A dispute usually turns on questions like “who was responsible,” “what was delivered,” and “was the client ready to accept handover.” AI helps you keep cleaner records (tickets, changes, logs), clearer performance evidence (SLAs vs actuals), and more realistic transition plans (dependency maps, parallel run monitoring).
If you’re serious about using AI for e-commerce operations in South Africa, start here: use AI to make your operations legible. Clarity beats confidence.
What this means for South Africa’s digital economy—and your roadmap for 2026
Transnet sits underneath a big chunk of South Africa’s logistics reality. When core infrastructure organisations struggle with IT transitions, the ripple effect touches the broader digital economy: supply chains, delivery reliability, and the cost base that ultimately hits retailers and consumers.

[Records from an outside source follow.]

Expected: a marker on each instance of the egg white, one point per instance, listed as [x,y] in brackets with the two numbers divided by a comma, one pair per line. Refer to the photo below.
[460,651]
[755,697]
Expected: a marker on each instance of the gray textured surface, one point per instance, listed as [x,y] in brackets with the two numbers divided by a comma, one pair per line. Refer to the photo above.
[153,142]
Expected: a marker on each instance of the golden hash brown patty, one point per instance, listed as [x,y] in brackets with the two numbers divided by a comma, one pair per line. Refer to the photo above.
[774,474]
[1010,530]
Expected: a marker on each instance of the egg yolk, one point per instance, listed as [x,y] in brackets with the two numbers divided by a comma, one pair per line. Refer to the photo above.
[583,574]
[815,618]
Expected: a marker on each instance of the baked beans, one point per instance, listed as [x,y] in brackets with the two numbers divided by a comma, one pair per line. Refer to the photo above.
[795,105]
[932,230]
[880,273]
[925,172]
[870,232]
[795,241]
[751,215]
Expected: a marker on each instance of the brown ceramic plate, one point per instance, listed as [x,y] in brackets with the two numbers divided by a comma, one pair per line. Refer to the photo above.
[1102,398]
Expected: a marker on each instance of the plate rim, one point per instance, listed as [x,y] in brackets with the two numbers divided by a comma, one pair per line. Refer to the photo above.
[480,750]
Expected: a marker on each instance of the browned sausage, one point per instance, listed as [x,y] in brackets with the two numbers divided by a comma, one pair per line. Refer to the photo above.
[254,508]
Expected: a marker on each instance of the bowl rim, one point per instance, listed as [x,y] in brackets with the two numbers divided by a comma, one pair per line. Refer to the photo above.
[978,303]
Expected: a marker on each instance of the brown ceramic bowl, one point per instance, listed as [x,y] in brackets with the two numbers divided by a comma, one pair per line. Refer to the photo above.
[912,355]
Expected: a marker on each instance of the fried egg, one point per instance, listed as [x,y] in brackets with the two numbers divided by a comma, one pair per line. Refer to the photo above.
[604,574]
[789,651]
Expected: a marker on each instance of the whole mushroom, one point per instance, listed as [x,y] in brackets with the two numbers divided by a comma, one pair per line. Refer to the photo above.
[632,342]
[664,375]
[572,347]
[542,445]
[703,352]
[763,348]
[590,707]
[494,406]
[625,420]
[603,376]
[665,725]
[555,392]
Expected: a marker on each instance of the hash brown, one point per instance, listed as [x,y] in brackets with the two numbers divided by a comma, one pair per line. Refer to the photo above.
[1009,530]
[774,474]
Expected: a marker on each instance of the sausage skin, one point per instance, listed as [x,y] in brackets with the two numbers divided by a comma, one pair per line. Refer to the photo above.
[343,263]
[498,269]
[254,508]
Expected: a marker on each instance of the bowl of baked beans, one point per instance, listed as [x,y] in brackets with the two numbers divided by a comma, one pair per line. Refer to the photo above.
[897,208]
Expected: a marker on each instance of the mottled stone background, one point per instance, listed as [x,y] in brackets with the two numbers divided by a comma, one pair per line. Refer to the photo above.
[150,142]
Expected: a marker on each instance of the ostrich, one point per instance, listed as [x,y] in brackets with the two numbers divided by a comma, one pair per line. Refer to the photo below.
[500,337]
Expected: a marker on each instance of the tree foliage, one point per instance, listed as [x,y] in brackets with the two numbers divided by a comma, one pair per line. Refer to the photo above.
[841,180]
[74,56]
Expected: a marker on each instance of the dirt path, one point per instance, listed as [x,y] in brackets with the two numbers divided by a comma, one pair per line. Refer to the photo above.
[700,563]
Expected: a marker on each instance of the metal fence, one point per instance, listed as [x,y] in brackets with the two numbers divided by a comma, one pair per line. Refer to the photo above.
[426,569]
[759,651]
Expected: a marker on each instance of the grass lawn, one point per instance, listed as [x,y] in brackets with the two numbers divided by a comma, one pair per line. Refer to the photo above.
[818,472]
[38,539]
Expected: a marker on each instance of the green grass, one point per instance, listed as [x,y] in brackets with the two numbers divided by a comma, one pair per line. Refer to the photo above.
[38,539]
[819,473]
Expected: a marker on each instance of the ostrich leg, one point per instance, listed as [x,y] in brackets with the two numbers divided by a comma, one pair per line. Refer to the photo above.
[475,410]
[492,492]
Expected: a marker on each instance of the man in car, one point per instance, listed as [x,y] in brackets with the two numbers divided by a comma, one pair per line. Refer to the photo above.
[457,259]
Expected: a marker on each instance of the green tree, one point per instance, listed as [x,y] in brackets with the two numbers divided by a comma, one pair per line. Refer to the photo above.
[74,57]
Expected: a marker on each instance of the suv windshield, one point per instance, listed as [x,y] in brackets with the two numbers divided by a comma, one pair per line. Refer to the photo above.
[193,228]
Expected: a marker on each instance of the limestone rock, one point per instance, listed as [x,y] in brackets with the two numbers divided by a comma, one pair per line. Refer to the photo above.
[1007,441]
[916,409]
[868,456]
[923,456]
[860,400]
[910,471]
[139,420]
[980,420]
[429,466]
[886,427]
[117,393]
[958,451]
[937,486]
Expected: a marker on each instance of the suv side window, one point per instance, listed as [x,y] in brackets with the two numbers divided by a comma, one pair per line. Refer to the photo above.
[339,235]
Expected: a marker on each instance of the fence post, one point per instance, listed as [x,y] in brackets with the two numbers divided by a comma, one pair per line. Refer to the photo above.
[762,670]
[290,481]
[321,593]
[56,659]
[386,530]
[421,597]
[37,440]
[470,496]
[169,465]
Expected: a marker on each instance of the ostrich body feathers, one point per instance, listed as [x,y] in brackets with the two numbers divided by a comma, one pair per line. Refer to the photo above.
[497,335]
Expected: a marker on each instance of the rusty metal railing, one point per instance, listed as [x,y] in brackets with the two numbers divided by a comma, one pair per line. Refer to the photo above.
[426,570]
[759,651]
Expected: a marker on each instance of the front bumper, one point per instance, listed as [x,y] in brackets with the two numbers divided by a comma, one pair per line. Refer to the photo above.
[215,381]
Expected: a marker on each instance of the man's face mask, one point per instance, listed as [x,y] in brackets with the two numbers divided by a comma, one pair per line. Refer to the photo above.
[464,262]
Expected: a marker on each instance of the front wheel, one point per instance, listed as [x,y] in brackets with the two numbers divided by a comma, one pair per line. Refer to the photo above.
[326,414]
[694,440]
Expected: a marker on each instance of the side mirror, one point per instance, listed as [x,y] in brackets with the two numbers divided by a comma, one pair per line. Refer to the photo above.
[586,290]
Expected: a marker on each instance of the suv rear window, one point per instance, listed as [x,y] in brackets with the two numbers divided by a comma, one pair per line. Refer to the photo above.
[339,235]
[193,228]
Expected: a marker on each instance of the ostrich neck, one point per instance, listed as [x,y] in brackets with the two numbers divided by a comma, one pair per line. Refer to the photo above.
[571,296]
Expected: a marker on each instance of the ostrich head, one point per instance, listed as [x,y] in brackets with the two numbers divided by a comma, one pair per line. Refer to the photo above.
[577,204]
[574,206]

For private companies, the takeaway is less about Transnet’s specifics and more about the recurring pattern: complex IT environments punish vague transition planning. The businesses that win in 2026 won’t be the ones with the flashiest AI demos. They’ll be the ones using automation and AI to keep platforms stable, costs controlled, and vendor relationships clean.
If you’re planning a platform migration, a new cloud partner, or a major systems upgrade, start by stress-testing your transition readiness—then use AI to close the gaps. What would break first in your business if your current IT partner handed you the keys tomorrow morning?